Zhanghenglong is an extinct genus of herbivorous hadrosauroid iguanodont dinosaur known from the Late Cretaceous (middle Santonian stage) Majiacun Formation in Xixia County of Henan Province, China. It contains a single species, Zhanghenglong yangchengensis, represented by a disarticulated and partial cranium and postcranial skeleton.[1]
In 2011, at Zhoujiagou in Henan the remains were uncovered of a euornithopod.[1]
In 2014, the type species Zhanghenglong yangchengensis was named and described by Xing Hai, Wang Deyou, Han Fenglu, Corwin Sullivan, Ma Qingyu, He Yiming, David Hone, Yan Ronghao, Du Fuming and Xu Xing. The generic name combines the name of the first century Chinese scientist Zhang Heng with long, Mandarin for "dragon". The specific name refers to Yangcheng, an administrative unit during the Eastern Zhou, partially coinciding with the present Henan.[1]
The holotype, XMDFEC V0013, was found in the Majiacun Formation dating from the middle Santonian, about eighty-five million years old. It consists of a partial skull and lower jaw, including the right maxilla, the right jugal and the right dentary. The paratype is XMDFEC V0014, a partial skeleton lacking the skull, including five back vertebrae, ribs, a shoulder blade and the right ulna.[1]

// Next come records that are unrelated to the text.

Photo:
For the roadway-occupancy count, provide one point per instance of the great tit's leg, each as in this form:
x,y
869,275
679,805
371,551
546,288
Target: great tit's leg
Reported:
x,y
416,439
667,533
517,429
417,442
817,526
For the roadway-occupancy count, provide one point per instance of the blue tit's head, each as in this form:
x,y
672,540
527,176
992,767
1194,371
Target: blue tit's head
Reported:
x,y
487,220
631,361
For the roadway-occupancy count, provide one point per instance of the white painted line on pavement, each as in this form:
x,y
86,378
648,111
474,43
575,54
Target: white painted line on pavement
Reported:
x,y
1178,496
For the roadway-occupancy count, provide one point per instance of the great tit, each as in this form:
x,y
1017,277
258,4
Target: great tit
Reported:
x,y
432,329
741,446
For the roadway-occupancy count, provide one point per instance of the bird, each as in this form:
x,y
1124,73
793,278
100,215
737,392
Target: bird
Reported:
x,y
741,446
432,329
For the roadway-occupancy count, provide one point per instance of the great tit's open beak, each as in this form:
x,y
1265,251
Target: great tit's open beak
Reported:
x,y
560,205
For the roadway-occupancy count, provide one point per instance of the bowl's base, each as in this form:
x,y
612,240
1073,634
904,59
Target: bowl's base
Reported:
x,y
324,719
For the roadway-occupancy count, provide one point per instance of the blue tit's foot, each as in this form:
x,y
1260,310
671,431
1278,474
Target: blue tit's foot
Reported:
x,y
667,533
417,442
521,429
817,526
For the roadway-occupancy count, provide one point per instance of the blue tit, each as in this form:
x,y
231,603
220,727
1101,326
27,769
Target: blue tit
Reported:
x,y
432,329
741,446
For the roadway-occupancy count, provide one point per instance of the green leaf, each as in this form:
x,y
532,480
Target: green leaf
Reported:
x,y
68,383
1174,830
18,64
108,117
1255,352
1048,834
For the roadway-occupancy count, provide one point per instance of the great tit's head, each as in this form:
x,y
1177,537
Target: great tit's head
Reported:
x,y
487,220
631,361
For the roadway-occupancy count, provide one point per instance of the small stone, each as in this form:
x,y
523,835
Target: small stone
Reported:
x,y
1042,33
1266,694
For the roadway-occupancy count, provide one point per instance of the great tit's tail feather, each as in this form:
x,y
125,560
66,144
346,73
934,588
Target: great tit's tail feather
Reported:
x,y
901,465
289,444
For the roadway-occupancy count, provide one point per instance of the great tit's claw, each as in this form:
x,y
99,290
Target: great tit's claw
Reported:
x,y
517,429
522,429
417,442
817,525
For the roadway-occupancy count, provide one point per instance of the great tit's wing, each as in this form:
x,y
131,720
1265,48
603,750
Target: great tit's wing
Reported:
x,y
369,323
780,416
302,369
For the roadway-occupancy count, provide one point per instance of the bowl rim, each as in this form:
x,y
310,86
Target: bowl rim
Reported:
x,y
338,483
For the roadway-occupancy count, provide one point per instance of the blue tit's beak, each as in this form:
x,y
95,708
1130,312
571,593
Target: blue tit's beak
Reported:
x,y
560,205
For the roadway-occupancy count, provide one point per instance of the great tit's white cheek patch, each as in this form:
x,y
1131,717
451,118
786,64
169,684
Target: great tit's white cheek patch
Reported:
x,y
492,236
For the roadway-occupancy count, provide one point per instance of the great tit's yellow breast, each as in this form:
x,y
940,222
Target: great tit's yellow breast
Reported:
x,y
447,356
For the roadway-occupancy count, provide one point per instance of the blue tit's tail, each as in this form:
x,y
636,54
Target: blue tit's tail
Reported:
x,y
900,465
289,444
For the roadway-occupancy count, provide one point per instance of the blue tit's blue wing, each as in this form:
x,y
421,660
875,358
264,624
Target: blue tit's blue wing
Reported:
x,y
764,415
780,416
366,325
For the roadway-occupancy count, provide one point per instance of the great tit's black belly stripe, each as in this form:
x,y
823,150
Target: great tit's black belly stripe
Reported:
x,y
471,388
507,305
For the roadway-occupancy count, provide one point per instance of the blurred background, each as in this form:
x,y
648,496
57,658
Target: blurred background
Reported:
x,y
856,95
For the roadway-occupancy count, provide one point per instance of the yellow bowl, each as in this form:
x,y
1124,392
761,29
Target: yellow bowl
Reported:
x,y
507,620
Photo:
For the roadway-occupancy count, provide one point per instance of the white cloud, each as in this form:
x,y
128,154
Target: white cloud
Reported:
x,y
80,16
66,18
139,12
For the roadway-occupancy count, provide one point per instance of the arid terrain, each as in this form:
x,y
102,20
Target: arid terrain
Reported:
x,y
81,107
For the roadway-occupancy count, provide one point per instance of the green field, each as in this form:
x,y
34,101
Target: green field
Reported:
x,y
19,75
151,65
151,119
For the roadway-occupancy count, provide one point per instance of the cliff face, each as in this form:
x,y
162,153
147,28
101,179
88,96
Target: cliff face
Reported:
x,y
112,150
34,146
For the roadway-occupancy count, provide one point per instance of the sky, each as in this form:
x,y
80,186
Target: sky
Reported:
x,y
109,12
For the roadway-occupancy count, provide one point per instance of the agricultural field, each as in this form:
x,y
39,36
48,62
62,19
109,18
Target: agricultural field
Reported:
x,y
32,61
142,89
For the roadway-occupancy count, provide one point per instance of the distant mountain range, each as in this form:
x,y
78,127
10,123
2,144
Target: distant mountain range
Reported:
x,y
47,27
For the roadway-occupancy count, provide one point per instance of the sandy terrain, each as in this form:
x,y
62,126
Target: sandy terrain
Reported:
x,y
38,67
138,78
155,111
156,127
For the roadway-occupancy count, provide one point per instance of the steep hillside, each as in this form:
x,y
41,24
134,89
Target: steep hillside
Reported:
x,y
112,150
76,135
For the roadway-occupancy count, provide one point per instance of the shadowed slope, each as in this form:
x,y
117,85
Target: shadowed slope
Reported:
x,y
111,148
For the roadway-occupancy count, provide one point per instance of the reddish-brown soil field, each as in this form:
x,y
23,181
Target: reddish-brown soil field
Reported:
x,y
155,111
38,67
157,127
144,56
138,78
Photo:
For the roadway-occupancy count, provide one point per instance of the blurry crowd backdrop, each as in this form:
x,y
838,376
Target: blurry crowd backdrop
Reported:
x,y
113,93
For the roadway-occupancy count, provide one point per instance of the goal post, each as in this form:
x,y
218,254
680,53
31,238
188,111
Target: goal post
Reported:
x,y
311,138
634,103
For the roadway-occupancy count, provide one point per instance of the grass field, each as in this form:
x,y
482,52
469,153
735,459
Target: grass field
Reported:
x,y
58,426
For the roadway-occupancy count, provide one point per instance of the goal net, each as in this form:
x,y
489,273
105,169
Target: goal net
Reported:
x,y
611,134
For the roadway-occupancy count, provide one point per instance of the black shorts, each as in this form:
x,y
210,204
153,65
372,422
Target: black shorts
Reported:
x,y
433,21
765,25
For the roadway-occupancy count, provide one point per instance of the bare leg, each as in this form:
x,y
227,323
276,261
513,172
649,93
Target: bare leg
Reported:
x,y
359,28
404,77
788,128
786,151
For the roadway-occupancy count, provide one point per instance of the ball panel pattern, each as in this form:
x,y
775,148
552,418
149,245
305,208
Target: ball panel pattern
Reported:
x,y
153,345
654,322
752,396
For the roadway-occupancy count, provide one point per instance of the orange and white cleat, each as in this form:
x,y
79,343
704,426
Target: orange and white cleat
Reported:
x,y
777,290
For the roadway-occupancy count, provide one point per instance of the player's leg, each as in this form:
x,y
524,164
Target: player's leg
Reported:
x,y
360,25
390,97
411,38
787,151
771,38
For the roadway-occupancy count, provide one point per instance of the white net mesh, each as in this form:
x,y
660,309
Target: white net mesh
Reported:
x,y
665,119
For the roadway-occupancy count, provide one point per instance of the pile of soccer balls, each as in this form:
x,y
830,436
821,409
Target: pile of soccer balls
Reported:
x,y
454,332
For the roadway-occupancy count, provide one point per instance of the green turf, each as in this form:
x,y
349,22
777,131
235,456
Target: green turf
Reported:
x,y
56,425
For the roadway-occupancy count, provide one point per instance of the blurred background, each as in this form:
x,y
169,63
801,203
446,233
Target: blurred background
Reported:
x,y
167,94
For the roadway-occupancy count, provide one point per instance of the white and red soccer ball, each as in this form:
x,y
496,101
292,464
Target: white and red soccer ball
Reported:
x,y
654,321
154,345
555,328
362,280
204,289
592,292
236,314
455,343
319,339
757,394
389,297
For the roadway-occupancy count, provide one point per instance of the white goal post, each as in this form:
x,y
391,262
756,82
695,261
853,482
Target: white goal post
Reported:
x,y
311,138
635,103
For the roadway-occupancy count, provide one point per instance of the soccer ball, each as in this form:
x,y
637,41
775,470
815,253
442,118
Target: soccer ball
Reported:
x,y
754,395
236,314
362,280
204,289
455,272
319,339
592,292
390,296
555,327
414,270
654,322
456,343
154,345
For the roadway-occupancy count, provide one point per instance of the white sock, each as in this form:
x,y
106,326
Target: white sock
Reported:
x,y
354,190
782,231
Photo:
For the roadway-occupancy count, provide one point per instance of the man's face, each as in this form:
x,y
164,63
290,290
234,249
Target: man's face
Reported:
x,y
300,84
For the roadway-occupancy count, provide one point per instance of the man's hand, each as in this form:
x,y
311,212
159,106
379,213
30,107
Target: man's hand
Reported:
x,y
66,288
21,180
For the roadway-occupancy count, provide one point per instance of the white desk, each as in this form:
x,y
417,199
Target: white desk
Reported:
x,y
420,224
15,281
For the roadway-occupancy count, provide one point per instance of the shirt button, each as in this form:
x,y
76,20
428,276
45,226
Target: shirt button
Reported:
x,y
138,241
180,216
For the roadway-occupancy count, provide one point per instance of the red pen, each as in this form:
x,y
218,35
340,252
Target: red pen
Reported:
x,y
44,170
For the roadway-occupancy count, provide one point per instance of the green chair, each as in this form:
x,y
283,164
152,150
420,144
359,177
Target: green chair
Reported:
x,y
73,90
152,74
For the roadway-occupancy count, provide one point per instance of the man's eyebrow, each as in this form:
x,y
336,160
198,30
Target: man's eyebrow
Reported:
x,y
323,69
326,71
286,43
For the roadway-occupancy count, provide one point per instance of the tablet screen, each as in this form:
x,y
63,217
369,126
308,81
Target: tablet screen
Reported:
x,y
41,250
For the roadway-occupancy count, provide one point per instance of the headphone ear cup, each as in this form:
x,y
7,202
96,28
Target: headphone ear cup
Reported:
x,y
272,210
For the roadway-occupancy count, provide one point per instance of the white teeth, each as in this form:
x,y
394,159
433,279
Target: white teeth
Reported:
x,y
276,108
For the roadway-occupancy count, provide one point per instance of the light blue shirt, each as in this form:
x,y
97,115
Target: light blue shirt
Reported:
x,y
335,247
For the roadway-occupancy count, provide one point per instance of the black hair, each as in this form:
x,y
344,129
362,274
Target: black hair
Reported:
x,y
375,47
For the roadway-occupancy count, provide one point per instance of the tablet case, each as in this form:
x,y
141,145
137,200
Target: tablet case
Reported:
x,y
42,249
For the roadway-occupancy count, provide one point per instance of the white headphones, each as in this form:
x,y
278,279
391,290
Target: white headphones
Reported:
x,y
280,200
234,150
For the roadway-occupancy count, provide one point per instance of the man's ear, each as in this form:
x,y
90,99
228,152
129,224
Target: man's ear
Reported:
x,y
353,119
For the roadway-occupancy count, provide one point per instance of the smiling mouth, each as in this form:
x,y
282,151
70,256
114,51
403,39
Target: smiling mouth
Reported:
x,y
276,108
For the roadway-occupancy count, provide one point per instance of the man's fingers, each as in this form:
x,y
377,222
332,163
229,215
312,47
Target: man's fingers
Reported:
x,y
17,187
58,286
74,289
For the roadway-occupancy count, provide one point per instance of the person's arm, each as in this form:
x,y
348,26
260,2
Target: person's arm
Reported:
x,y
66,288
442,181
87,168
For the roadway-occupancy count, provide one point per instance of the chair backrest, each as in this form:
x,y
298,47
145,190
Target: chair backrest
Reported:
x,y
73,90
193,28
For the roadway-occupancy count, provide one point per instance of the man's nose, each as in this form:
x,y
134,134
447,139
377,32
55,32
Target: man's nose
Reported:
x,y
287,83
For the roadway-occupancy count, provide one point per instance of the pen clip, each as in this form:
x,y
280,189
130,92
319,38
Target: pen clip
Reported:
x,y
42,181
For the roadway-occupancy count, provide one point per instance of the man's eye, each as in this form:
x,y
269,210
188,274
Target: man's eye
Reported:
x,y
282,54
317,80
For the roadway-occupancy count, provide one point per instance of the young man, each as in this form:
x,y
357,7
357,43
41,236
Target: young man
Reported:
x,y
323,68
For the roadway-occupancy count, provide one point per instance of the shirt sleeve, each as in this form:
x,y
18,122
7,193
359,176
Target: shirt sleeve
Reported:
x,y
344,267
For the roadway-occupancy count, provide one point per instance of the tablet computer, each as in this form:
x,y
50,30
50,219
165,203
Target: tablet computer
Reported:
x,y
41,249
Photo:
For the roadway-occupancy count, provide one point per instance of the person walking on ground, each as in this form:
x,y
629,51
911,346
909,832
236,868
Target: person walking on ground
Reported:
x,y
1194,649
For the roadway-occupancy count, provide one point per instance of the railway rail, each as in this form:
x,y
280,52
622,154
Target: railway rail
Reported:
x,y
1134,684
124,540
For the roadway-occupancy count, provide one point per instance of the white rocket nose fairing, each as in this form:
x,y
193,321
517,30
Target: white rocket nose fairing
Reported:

Zhanghenglong is probably a non-hadrosaurid hadrosauroid based on a series of plesiomorphic features present in this taxon. The new genus and species significantly differs from other known members of Hadrosauroidea in having two distinct autapomorphies (strongly deflected posteroventrally posterior third of the maxilla relative to the anterior two thirds of it and dentary teeth with crowns of both median and distally offset primary ridges) and a unique combination of features. Despite the confluence of some plesiomorphic features typical of non-hadrosaurid hadrosauroids, Zhanghenglong possesses some derived characters seen in hadrosaurids, as well as two transitional features that are intermediate between the corresponding plesiomorphic and derived characters of hadrosauroids. This taxon may therefore represent a relatively derived non-hadrosaurid hadrosauroid, and is thought to be one of the closest relatives to Hadrosauridae.